Polycom's telepresence gear has also been used to serve people in rural communities. The Cherokee Health Systems has been using the mobile telepresence system to provide medical care to 17 rural school clinics in Tennesse with only two nurse practitioners. And NuPhysicia has used Polycom gear to provide medical care to workers on offshore oil rigs.
"There is a huge shortage of general practitioners especially in rural areas," Polycom's Preston said. "And as the population ages and people become more immobile, telepresence solutions can help provide access to doctors to people who would otherwise have to travel long distances to see someone."
But Cisco's Augustinos points out that telemedicine is not just for providing medical services to people living in remote areas. It can also be used in urban settings where access to health care professionals is readily available, but where patients must sit in waiting rooms for hours to be seen because demand is so high.
Using presence technology, the Cisco HealthPresence product allows doctors to search the database in a given medical group or ecosystem to find a doctor or specialist anywhere in the country who is available at that moment to see a patient. This allows for a more efficient and cost-effective way to run an urgent care clinic that often sees walk-in patients.
Augustinos explained that the concept is similar to using an 800 number to contact a any service provider's customer support. People call the number, and they are asked to identify the problem or issue they're having so the call can be routed to appropriate pool of operators.
In this case, patients willing to see the first available doctor would be triaged and a doctor, who meets the patients criteria, would be contacted via video-conference to examine the patient.

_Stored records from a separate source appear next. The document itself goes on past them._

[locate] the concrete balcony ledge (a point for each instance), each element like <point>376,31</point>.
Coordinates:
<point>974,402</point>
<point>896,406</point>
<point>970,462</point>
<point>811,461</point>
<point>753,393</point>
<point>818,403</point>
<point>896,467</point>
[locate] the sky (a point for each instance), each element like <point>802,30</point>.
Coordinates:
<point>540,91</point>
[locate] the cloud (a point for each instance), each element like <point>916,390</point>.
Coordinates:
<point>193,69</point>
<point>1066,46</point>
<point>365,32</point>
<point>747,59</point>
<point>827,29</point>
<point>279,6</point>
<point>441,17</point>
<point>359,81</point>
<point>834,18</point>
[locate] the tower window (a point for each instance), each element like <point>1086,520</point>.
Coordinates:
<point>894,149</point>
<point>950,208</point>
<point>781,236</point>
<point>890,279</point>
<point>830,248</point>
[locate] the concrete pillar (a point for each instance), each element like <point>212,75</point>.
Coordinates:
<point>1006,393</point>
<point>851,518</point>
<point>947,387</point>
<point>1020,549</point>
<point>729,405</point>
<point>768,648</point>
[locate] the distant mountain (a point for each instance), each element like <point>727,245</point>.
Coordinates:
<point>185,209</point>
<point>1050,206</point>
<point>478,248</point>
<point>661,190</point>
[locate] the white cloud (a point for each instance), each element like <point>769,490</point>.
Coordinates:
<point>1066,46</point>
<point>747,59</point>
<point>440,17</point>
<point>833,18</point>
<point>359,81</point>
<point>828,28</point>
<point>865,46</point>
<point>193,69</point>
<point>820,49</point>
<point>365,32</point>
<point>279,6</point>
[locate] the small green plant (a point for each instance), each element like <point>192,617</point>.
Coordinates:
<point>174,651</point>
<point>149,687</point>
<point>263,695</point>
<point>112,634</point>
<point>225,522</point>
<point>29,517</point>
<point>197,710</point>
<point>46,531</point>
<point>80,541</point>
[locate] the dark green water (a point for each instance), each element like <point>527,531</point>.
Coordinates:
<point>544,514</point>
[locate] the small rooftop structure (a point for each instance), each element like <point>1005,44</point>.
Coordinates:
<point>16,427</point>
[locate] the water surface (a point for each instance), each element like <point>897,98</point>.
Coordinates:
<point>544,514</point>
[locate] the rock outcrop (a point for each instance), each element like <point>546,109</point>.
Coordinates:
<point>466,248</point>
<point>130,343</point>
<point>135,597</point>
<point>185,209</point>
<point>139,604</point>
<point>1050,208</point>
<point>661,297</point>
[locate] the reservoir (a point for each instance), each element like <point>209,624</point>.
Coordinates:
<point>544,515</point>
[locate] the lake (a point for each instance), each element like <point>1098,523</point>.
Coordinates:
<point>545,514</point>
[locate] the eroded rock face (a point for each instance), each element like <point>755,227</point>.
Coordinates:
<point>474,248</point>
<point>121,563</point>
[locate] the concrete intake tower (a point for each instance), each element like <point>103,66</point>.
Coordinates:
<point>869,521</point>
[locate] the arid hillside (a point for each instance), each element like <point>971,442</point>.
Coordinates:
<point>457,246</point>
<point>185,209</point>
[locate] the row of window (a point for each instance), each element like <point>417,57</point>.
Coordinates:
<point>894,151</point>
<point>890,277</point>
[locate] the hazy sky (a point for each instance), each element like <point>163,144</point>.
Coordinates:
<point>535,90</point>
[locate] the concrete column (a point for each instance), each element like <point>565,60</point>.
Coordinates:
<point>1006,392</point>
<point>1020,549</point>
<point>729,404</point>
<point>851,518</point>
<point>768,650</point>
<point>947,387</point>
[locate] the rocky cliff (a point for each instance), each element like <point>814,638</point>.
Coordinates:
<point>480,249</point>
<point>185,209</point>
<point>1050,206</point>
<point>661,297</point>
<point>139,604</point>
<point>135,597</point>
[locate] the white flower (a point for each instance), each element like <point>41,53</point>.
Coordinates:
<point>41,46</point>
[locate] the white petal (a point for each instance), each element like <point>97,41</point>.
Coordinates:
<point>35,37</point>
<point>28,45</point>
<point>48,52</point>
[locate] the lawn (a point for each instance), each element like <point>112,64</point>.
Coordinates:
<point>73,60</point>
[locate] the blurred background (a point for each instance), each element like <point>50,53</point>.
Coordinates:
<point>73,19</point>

Another scenario where HealthPresence is useful is when a doctor is examining a patient in his or her office and if he detects a problem during an examination that requires consultation with a specialist, he can look to see who is available in the network. Instead of writing a referral and having the patient schedule an appointment with a specialist, the doctor can dial-in the available specialist for the consultation right then and there.
Augustinos believes that using telemedicine in this way can help lower overall medical costs.
"The thing that drives prices up is an imbalance between supply and demand," Augustinos said. "But if you can more efficiently distribute the resources that exist and optimize those resources, then you can flatten the pricing curve."
But he admitted that no technology, whether it comes from Cisco or anyone else, will be a magic pill to solve all of the health care system's problems.
"We won't solve every ill in health care industry," he said. "But we are suggesting that if you optimize the scarce clinical resources that are available today, you can use the money that is put into the system more efficiently. And that is a start."